The role of CO₂ and central chemoreception in the control of breathing in the fetus and the neonate

Abstract

Central chemoreception is active early in development and likely drives fetal breathing movements, which are influenced by a combination of behavioral state and powerful inhibition. In the premature human infant and newborn rat ventilation increases in response to CO₂; in the rat the sensitivity of the response increases steadily after ∼P12. The premature human infant is more vulnerable to instability than the newborn rat and exhibits periodic breathing that is augmented by hypoxia and eliminated by breathing oxygen or CO₂ or the administration of respiratory stimulants. The sites of central chemoreception active in the fetus are not known, but may involve the parafacial respiratory group which may be a precursor to the adult RTN. The fetal and neonatal rat brainstem-spinal-cord preparations promise to provide important information about central chemoreception in the developing rodent and will increase our understanding of important clinical problems, including The Sudden Infant Death Syndrome, Congenital Central Hypoventilation Syndrome, and periodic breathing and apnea of prematurity.

Introduction

There is common agreement that central respiratory chemoreception is in place early in development. In this review I will focus on the role of CO₂ and central chemoreception in the control of breathing in the fetus, preterm human infant and full term newborn rat based on the evidence that brainstem development in the newborn rat from P0 until P8–P10 is roughly equivalent to that in the third trimester human fetus. From studies of the rate of growth of the brain (Dobbing and Sands, 1979), functional studies of sleep and arousal (McNamara et al., 1998, Dauger et al., 2001, Karlsson and Blumberg, 2002, Durand et al., 2004, Blumberg et al., 2005, Seelke et al., 2005), control of breathing (Stunden et al., 2001, Putnam et al., 2005, Wong-Riley and Liu, 2005, Davis et al., 2006), the autonomic control of heart rate (Hofer and Reiser, 1969), and thermoregulation (Lagerspetz, 1966, Conklin and Heggeness, 1971, Mouroux et al., 1990), three periods during rat development can be recognized that are roughly comparable to stages of human development: (1) The period from P0 to P8–P10, roughly equivalent to the third trimester of pregnancy in the human, (2) a period from P10 to P15 roughly equivalent to early infancy in the human in which there is dramatic development of the autonomic control of heart rate, sleep, and thermoregulation, and (3) a period from P15 to P30, roughly equivalent to late infancy through young adulthood.

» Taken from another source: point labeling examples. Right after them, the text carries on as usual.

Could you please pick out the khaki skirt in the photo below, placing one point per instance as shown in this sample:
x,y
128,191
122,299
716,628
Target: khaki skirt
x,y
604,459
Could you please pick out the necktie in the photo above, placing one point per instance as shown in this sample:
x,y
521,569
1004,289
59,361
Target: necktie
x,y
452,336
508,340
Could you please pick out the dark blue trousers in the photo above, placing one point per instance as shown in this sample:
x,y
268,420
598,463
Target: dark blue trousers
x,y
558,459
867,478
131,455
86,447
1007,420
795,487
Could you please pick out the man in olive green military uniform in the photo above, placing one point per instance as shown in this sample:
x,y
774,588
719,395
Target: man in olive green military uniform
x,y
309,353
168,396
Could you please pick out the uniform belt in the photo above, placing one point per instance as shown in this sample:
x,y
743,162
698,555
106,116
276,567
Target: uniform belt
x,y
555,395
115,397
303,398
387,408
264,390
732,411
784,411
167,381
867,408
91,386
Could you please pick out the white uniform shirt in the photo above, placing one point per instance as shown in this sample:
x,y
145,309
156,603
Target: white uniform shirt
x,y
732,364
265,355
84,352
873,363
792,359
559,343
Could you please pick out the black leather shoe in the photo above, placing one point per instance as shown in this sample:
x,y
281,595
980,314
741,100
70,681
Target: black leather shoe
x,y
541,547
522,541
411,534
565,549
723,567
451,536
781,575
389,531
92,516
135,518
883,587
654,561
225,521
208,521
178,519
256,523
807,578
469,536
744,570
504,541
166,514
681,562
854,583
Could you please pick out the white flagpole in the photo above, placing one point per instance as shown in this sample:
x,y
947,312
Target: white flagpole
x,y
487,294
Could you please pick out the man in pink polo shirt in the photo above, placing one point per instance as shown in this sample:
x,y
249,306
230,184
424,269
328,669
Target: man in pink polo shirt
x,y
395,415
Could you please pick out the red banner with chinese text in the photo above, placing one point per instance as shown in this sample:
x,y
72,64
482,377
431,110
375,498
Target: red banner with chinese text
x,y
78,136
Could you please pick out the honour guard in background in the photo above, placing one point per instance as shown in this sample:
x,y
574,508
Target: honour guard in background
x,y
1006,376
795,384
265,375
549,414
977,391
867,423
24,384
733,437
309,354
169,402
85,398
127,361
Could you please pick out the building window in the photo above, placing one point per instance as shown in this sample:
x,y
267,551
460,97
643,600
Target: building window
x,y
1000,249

Rats are relatively immature at birth. They have no fur, their eyes are fused and ear ducts are sealed. In some respects they resemble premature infants at 24–26 weeks gestation. However, rats are born with more mature lungs and may not face the same challenges of the very premature infant including surfactant deficiency and poorly developed mechanisms to maintain lung volume. With respect to respiratory control and lung development, the full term newborn rat may be more like a late preterm infant at 32–36 weeks post menstrual age (gestational age + chronological age) (PMA).

Although it is well recognized that the neuronal and muscular components of the respiratory system, as well as the lungs, continue to develop after birth, even when delivered at term, a certain degree of development must occur in utero to assure adequate ventilation within minutes of birth. Even very immature human infants have the basic tools to breathe spontaneously and relatively continuously, albeit with significant disadvantages, including a highly compliant chest wall with difficulty maintaining functional residual capacity (FRC), a propensity for airway obstruction, difficulties with coordinating sucking, swallowing and breathing, and immature respiratory control mechanisms resulting in irregular and periodic breathing and apnea.